So….just like the regular season, many no-hitters are tossed by the obscure or mediocre or has-been types. For every one tossed by a future HOF, there must be 9-10 from the Bobo Hollomans of baseball. Thanks for the article! How the heck do you research something like this?

Dennis Bedard
5 years ago

How do you research something like this? There is a sanitarium in upstate NY where THT writers have been committed. They suffer from an incurable form of insanity called baseballitus. They spend their time scouring old issues of The Sporting News, Baseball Digest, Sport Magazine, and crusty yellowed pages from The Brooklyn Eagle and New York Herald Tribune like an archaic and bearded Talmudic scholar.

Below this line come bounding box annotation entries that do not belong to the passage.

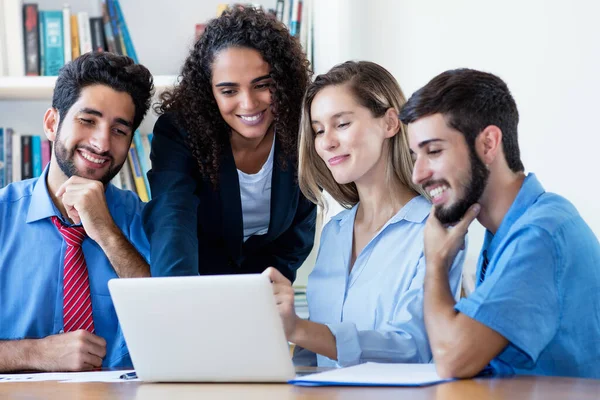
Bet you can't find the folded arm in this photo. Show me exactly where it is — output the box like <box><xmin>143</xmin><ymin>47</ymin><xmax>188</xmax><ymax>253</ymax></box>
<box><xmin>143</xmin><ymin>116</ymin><xmax>199</xmax><ymax>276</ymax></box>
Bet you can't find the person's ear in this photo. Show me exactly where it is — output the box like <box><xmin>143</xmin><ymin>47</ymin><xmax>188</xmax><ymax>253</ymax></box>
<box><xmin>383</xmin><ymin>107</ymin><xmax>402</xmax><ymax>139</ymax></box>
<box><xmin>44</xmin><ymin>108</ymin><xmax>60</xmax><ymax>142</ymax></box>
<box><xmin>475</xmin><ymin>125</ymin><xmax>502</xmax><ymax>166</ymax></box>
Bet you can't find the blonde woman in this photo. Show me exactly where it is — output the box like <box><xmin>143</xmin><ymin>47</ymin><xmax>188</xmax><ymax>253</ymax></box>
<box><xmin>265</xmin><ymin>61</ymin><xmax>464</xmax><ymax>366</ymax></box>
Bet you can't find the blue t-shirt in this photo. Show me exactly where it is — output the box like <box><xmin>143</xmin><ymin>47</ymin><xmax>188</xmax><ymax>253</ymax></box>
<box><xmin>0</xmin><ymin>169</ymin><xmax>150</xmax><ymax>367</ymax></box>
<box><xmin>456</xmin><ymin>174</ymin><xmax>600</xmax><ymax>378</ymax></box>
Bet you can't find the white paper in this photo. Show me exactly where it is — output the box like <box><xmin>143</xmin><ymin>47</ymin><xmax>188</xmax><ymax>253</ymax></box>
<box><xmin>0</xmin><ymin>369</ymin><xmax>139</xmax><ymax>383</ymax></box>
<box><xmin>290</xmin><ymin>363</ymin><xmax>450</xmax><ymax>386</ymax></box>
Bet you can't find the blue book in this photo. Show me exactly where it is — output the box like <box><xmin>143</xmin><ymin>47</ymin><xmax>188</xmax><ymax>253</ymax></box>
<box><xmin>39</xmin><ymin>11</ymin><xmax>65</xmax><ymax>76</ymax></box>
<box><xmin>0</xmin><ymin>128</ymin><xmax>7</xmax><ymax>188</ymax></box>
<box><xmin>112</xmin><ymin>0</ymin><xmax>139</xmax><ymax>63</ymax></box>
<box><xmin>31</xmin><ymin>135</ymin><xmax>42</xmax><ymax>178</ymax></box>
<box><xmin>133</xmin><ymin>131</ymin><xmax>150</xmax><ymax>199</ymax></box>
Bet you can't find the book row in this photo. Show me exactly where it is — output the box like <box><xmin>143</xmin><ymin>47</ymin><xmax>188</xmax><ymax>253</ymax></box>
<box><xmin>0</xmin><ymin>0</ymin><xmax>137</xmax><ymax>76</ymax></box>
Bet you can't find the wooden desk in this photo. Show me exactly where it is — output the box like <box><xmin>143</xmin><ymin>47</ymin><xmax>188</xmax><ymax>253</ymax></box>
<box><xmin>0</xmin><ymin>370</ymin><xmax>600</xmax><ymax>400</ymax></box>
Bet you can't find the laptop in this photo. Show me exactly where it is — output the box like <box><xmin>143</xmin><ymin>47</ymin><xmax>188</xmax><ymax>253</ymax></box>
<box><xmin>108</xmin><ymin>274</ymin><xmax>295</xmax><ymax>382</ymax></box>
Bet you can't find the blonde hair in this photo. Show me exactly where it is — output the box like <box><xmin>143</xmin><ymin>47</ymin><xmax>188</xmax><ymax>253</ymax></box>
<box><xmin>298</xmin><ymin>61</ymin><xmax>428</xmax><ymax>208</ymax></box>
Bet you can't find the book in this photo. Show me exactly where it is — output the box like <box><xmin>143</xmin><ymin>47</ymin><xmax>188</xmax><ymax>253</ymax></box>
<box><xmin>41</xmin><ymin>138</ymin><xmax>52</xmax><ymax>171</ymax></box>
<box><xmin>102</xmin><ymin>0</ymin><xmax>119</xmax><ymax>54</ymax></box>
<box><xmin>275</xmin><ymin>0</ymin><xmax>285</xmax><ymax>21</ymax></box>
<box><xmin>119</xmin><ymin>157</ymin><xmax>137</xmax><ymax>193</ymax></box>
<box><xmin>31</xmin><ymin>135</ymin><xmax>42</xmax><ymax>178</ymax></box>
<box><xmin>0</xmin><ymin>0</ymin><xmax>25</xmax><ymax>76</ymax></box>
<box><xmin>23</xmin><ymin>3</ymin><xmax>41</xmax><ymax>76</ymax></box>
<box><xmin>217</xmin><ymin>3</ymin><xmax>229</xmax><ymax>18</ymax></box>
<box><xmin>11</xmin><ymin>131</ymin><xmax>23</xmax><ymax>182</ymax></box>
<box><xmin>0</xmin><ymin>128</ymin><xmax>6</xmax><ymax>188</ymax></box>
<box><xmin>111</xmin><ymin>0</ymin><xmax>138</xmax><ymax>63</ymax></box>
<box><xmin>128</xmin><ymin>142</ymin><xmax>150</xmax><ymax>203</ymax></box>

They are allowed 90 minutes a day to use the facility’s 1999 Compaq computer to put their ideas in some coherent form on one of those weird looking floppy disks. The staff then sends them out to THT’s main office. Then, it is back to sitting in a room lined with decaying paper piled to the ceiling trying to figure out why in God’s name George Scott struck out looking in the bottom on the third inning against Fred Talbot on March 10, 1967.

Slappytheclown
5 years ago

Watched many a game at Al Lang Stadium in the early 90’s when the Cards and Orioles still played there. You could get into the wooden bleachers then for a buck or two down the lines and beer was $2 for a 16 or 20oz. Good times.